Method of manipulation: A hot decoction of the above herbs is used to steam and then wash both hands for 20-30 minutes, two to three times a day to treat vertigo due to hypertension with an upward disturbance of liver yang.
  
Hand qigong: Kongjin exercise.
  
The hand is prone with palm facing downward and the fingers relaxed.

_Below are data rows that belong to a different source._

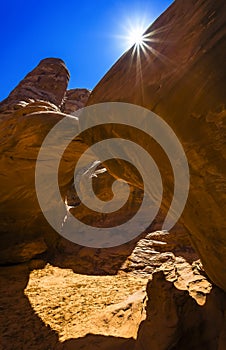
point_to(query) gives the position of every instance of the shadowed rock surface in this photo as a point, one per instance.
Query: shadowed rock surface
(181, 77)
(42, 306)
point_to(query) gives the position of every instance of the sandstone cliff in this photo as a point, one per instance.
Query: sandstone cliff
(181, 76)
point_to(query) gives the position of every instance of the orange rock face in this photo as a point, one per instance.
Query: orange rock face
(181, 77)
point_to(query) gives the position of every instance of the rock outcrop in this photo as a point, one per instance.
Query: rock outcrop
(27, 115)
(75, 99)
(180, 75)
(184, 311)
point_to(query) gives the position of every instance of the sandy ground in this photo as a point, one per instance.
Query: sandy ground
(74, 305)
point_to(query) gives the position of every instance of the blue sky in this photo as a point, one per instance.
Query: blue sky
(85, 34)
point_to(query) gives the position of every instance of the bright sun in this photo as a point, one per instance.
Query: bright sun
(135, 37)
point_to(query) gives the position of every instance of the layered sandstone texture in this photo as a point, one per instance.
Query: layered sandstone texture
(27, 115)
(180, 75)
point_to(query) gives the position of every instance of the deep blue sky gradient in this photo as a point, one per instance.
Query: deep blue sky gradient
(82, 33)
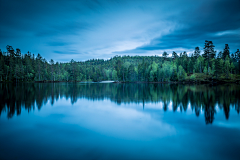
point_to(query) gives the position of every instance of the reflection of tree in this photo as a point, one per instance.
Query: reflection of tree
(14, 97)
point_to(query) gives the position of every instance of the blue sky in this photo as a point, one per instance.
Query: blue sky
(69, 29)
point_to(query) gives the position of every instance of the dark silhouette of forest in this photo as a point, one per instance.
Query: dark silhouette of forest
(18, 67)
(28, 96)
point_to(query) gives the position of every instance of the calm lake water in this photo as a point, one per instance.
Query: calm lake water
(119, 121)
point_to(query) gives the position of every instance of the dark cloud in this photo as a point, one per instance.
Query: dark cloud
(203, 23)
(65, 29)
(105, 28)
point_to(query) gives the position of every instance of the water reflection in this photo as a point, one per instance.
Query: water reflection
(204, 98)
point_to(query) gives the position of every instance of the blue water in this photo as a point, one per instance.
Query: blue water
(67, 127)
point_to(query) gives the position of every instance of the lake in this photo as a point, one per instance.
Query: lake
(119, 121)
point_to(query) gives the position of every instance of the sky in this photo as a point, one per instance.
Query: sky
(85, 29)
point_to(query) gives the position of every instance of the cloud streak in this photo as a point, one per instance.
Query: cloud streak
(102, 29)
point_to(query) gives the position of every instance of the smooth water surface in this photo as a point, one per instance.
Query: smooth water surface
(119, 121)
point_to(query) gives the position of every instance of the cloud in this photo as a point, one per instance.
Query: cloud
(104, 28)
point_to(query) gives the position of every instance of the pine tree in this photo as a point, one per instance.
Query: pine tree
(164, 55)
(196, 52)
(209, 52)
(226, 52)
(227, 66)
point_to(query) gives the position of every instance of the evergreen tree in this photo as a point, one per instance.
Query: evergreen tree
(209, 52)
(226, 52)
(227, 66)
(165, 55)
(196, 52)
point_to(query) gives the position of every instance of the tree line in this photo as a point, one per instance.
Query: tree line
(202, 98)
(18, 67)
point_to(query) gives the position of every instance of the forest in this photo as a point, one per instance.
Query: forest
(173, 67)
(203, 97)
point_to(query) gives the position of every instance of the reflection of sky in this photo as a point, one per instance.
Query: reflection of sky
(86, 29)
(106, 130)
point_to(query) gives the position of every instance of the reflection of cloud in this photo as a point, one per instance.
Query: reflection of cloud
(103, 29)
(109, 119)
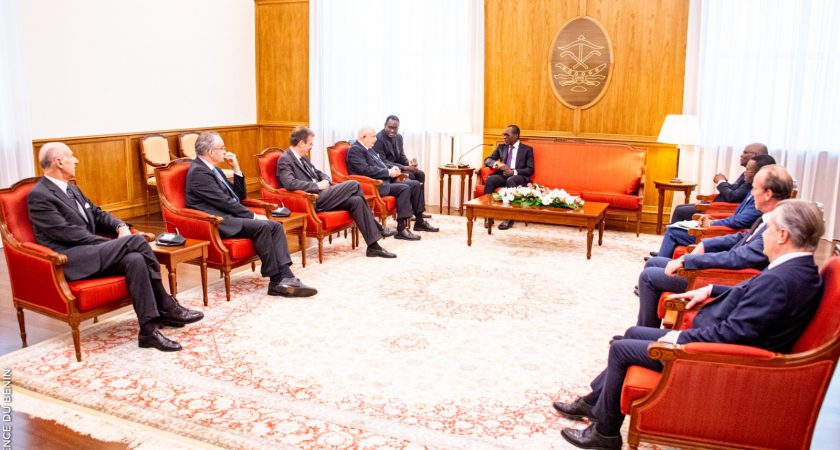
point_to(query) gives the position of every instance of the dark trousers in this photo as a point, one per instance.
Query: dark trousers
(269, 243)
(132, 257)
(606, 387)
(498, 180)
(348, 196)
(652, 283)
(683, 212)
(409, 194)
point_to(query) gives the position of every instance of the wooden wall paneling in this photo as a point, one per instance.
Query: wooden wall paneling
(282, 60)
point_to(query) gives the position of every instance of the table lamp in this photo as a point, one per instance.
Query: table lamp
(681, 130)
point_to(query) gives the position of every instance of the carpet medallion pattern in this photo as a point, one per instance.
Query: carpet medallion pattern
(447, 346)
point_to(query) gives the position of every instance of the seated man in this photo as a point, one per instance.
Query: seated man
(743, 250)
(66, 221)
(769, 311)
(727, 192)
(363, 160)
(296, 173)
(515, 162)
(208, 190)
(744, 216)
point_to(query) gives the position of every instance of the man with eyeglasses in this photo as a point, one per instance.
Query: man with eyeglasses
(734, 192)
(208, 190)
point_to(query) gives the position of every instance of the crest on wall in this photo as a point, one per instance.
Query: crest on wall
(580, 62)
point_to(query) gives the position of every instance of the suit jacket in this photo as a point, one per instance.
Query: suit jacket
(524, 164)
(390, 152)
(292, 175)
(57, 224)
(745, 215)
(733, 192)
(731, 251)
(205, 192)
(361, 161)
(770, 310)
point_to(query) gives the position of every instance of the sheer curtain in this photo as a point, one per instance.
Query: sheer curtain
(766, 71)
(422, 61)
(15, 130)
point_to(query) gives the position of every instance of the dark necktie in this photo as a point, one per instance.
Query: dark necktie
(224, 182)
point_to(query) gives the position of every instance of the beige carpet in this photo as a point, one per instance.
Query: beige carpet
(447, 346)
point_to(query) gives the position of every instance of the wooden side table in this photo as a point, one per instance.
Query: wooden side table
(449, 171)
(295, 224)
(667, 185)
(191, 250)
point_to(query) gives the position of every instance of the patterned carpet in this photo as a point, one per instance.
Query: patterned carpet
(447, 346)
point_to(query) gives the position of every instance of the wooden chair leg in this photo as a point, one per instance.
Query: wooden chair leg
(22, 326)
(227, 284)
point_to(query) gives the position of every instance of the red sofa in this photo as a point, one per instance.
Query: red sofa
(608, 173)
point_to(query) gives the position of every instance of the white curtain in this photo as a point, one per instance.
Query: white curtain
(766, 71)
(420, 60)
(15, 130)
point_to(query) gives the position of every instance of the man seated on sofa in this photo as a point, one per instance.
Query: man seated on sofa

The ring and little fingers are simultaneously flexed at the interphalangeal joint with finger tips pointing downward (Fig. 46) and the hands assuming the original ladder
pattern with the fingers relaxed and extended; the ring and little fingers are then flexed at the metacarpophalangeal joint (Fig. 47) and the hands resume the ladder pattern. This exercise is repeated six times and then ended after a pole-standing exercise in a riding posture for five minutes to treat vertigo due to hypertension (an upward disturbance of liver yang).